William Janela has given his Sell rating due to a combination of factors affecting APA’s performance and outlook. One of the primary reasons is the company’s lower-than-expected US oil volume guidance for 2025, which falls short of previous estimates and consensus expectations. This reduction in guidance is seen as a misstep, especially when compared to the initial projections made in November.

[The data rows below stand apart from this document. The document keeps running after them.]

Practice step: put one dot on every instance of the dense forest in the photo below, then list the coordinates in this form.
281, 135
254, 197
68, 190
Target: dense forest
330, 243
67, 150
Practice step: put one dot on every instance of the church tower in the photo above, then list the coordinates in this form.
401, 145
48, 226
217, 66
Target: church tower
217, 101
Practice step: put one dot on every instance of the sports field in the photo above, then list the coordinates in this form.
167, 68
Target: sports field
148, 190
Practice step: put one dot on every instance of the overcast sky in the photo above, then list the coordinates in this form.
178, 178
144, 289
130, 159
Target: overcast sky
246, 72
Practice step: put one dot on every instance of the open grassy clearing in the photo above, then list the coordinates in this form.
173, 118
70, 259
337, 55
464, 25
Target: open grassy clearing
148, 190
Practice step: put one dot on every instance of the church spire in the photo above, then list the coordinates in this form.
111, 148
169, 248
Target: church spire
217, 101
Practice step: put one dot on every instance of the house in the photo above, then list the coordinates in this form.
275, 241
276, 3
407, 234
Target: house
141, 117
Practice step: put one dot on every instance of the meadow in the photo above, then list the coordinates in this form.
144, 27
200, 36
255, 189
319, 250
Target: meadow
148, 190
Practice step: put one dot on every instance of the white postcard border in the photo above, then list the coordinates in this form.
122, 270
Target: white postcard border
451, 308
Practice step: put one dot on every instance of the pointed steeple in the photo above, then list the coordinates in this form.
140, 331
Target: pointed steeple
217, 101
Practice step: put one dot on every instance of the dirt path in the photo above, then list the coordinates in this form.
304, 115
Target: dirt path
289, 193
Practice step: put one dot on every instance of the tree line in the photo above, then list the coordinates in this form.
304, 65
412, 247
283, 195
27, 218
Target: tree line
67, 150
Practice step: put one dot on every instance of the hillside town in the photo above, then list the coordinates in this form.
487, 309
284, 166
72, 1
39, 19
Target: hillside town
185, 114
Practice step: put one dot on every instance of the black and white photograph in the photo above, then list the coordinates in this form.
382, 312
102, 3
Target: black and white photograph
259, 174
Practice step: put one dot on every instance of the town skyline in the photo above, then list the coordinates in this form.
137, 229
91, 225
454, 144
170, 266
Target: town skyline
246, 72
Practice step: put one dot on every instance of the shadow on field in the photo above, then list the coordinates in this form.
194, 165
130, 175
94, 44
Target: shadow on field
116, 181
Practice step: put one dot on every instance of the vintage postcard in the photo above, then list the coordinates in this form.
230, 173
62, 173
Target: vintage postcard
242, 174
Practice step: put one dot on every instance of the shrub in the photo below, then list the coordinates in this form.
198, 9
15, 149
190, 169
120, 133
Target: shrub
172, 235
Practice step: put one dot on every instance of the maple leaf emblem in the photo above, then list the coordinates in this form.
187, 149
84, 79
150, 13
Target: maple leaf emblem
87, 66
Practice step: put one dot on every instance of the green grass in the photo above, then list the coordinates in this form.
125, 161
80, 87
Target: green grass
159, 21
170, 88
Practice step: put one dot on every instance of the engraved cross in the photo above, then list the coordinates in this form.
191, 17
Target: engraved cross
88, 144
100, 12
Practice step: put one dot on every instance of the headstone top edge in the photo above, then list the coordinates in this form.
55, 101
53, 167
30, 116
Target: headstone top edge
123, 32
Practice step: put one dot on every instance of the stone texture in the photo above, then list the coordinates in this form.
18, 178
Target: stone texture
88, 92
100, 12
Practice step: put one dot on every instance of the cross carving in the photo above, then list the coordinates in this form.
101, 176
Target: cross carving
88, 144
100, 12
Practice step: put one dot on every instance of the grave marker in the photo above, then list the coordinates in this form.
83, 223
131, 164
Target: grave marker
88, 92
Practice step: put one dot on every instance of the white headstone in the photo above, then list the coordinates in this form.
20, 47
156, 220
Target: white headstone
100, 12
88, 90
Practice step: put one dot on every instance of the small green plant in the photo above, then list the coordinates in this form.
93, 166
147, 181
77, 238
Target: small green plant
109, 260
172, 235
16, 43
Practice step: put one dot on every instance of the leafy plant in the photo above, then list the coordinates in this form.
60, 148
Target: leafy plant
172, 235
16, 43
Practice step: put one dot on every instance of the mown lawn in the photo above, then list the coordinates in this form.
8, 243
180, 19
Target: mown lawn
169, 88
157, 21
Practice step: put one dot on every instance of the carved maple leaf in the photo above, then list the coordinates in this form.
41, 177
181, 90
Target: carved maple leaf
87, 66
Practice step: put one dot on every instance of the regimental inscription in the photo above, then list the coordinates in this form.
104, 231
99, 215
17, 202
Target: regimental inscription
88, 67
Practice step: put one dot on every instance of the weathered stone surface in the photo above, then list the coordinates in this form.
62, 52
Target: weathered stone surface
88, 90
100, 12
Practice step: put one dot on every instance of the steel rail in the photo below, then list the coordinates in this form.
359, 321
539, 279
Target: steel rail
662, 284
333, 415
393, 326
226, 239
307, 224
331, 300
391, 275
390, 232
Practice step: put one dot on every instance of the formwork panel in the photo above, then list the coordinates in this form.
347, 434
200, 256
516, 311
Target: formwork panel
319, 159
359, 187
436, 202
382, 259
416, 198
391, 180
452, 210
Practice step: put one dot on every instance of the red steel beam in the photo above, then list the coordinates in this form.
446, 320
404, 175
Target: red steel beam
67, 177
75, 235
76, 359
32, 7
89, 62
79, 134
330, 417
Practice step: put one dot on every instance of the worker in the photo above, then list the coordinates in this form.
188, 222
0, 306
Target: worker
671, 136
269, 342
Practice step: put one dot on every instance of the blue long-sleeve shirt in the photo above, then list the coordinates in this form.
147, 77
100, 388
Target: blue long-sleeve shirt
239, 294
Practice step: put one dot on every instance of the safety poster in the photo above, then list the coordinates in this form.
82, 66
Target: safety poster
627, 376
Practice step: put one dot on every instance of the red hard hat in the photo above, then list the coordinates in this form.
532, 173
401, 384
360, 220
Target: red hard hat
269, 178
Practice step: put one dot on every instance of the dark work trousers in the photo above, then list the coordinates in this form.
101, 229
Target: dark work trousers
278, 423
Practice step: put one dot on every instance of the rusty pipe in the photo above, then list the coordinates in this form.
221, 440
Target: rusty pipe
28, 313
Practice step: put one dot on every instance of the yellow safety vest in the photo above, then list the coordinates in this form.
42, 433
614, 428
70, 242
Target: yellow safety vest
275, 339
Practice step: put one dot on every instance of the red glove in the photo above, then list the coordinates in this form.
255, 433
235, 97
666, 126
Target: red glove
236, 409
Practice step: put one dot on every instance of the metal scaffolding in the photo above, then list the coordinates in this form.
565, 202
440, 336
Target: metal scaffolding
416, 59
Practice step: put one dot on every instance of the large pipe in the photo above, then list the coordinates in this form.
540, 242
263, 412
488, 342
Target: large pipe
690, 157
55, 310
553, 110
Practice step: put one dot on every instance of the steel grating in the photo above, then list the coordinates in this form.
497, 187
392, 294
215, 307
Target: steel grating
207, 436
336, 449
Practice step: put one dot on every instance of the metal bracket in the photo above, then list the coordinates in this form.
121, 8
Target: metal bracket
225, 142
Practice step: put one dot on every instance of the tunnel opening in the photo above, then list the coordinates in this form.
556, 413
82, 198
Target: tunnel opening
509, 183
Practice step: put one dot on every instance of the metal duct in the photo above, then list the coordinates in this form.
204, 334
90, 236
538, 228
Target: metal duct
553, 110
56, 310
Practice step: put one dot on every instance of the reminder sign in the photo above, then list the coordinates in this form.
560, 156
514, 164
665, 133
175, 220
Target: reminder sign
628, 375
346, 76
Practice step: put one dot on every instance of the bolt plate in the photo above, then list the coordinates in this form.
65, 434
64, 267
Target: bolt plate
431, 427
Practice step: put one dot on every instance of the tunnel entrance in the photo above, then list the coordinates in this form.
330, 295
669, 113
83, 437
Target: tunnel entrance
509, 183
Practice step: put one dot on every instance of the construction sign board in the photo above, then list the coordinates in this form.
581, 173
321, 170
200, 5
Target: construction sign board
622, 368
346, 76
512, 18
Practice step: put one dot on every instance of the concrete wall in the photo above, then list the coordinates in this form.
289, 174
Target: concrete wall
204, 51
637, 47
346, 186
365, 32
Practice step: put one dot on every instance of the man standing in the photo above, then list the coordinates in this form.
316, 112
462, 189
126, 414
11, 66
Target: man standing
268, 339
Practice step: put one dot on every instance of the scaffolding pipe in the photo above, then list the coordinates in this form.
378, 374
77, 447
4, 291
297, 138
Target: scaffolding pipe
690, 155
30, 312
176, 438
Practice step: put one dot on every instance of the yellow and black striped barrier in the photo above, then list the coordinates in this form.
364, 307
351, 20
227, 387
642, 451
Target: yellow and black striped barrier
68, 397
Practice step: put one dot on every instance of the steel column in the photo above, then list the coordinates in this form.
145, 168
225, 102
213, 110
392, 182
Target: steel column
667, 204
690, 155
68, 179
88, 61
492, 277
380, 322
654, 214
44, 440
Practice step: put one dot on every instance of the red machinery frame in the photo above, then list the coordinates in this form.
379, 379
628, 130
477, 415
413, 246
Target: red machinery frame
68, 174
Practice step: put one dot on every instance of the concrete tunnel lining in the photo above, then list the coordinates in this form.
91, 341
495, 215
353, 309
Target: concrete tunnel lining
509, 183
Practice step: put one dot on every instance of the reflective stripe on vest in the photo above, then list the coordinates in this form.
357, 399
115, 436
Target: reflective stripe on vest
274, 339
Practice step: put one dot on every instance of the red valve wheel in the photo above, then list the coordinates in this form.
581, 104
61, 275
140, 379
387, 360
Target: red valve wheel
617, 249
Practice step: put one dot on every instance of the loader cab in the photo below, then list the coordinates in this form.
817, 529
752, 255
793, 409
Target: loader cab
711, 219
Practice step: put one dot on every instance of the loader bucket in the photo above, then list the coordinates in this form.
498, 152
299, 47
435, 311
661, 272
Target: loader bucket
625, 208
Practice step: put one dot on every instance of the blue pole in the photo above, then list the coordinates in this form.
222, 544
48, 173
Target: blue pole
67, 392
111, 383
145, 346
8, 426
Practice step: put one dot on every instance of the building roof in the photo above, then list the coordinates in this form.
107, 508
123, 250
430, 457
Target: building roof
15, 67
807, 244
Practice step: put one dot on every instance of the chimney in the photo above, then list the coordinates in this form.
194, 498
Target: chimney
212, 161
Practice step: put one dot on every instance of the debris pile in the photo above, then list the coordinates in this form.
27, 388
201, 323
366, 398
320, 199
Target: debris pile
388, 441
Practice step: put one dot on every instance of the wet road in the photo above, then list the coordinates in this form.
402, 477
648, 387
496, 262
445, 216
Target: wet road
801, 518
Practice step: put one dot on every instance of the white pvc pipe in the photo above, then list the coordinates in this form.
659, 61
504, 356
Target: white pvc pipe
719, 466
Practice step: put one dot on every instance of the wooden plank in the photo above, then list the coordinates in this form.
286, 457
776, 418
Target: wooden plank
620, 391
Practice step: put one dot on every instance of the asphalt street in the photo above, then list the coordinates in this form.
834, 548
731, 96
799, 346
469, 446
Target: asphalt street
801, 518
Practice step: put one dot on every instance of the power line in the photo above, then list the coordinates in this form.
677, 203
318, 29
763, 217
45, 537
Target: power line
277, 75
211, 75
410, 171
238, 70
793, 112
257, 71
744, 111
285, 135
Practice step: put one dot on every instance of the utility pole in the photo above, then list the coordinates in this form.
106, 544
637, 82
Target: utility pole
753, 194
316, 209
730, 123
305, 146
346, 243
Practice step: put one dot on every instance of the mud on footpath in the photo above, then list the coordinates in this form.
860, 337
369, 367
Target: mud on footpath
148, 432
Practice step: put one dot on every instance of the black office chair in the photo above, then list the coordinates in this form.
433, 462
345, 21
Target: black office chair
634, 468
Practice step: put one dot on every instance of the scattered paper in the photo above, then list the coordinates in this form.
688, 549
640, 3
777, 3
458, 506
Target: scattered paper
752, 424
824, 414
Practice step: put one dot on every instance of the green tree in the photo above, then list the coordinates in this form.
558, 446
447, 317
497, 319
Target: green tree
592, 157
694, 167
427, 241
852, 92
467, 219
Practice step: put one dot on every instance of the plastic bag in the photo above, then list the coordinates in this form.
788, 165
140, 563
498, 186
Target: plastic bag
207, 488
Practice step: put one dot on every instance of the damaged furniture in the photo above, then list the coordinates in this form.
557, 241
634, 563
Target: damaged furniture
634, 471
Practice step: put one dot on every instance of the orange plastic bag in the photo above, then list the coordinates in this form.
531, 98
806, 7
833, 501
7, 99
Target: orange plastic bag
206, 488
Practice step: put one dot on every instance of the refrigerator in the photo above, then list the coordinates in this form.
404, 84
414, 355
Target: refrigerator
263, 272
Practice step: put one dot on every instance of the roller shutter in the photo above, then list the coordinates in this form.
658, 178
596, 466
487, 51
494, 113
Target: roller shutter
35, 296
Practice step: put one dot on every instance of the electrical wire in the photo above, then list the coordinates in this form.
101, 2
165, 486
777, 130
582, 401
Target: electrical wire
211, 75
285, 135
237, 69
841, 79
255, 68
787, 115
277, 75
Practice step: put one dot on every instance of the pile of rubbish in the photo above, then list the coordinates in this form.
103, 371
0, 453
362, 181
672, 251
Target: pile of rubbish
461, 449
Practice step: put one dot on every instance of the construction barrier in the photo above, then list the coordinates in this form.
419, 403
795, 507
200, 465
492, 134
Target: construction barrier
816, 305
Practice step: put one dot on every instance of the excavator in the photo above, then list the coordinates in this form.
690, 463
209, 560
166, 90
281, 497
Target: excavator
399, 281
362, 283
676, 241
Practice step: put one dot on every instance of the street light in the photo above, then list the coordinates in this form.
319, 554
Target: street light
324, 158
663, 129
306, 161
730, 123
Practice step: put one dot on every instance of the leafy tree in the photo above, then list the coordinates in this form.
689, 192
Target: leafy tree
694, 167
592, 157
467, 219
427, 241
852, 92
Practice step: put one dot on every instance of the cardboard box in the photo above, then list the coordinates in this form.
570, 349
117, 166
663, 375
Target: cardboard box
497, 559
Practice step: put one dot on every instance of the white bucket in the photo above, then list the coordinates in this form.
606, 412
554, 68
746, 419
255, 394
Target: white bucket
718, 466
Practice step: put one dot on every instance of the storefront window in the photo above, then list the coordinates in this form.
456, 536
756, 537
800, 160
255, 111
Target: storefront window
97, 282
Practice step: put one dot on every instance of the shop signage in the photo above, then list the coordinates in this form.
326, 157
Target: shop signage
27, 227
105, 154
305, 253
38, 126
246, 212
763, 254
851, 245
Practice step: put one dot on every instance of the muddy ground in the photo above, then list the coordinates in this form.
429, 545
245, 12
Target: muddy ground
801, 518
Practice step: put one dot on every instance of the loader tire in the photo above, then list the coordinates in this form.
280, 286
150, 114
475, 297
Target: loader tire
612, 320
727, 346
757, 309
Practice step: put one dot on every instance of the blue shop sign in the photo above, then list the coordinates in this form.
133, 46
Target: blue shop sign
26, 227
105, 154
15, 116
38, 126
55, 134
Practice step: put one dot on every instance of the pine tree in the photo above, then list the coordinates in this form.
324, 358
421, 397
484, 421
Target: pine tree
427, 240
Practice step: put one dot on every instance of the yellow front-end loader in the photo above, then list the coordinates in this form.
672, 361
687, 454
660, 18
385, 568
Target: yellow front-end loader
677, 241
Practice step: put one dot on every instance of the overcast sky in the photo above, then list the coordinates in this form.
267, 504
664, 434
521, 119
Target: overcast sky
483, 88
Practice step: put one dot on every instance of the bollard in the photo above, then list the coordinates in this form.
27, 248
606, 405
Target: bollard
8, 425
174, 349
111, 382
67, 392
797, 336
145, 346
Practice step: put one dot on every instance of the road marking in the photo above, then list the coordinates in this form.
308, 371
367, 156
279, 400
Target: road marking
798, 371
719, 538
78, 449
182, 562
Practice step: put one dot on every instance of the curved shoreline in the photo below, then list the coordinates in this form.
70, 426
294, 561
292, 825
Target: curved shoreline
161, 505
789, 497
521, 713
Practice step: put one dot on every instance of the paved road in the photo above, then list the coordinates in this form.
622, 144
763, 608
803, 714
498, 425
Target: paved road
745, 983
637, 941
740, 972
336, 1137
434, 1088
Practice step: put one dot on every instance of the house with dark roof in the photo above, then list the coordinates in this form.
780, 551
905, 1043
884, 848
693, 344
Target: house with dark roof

Additionally, APA’s efforts to reduce costs have not met the anticipated targets. The 2025 guidance suggests a 7% reduction in unit cash operating expenses, which is below the 10-15% target previously communicated. Furthermore, the plan to achieve $350 million in annual savings by the end of 2027 is considered a long-term goal that requires significant execution. Despite maintaining its capital expenditure budget, APA’s shares have underperformed compared to peers, and the company’s valuation appears stretched, leading to a high bar for successful execution in the coming years.

According to TipRanks, Janela is a 4-star analyst with an average return of 13.5% and a 44.44% success rate. Janela covers the Energy sector, focusing on stocks such as APA, Northern Oil And Gas, and Crescent Energy Company Class A.

In another report released on February 28, Morgan Stanley also maintained a Sell rating on the stock with a $26.00 price target.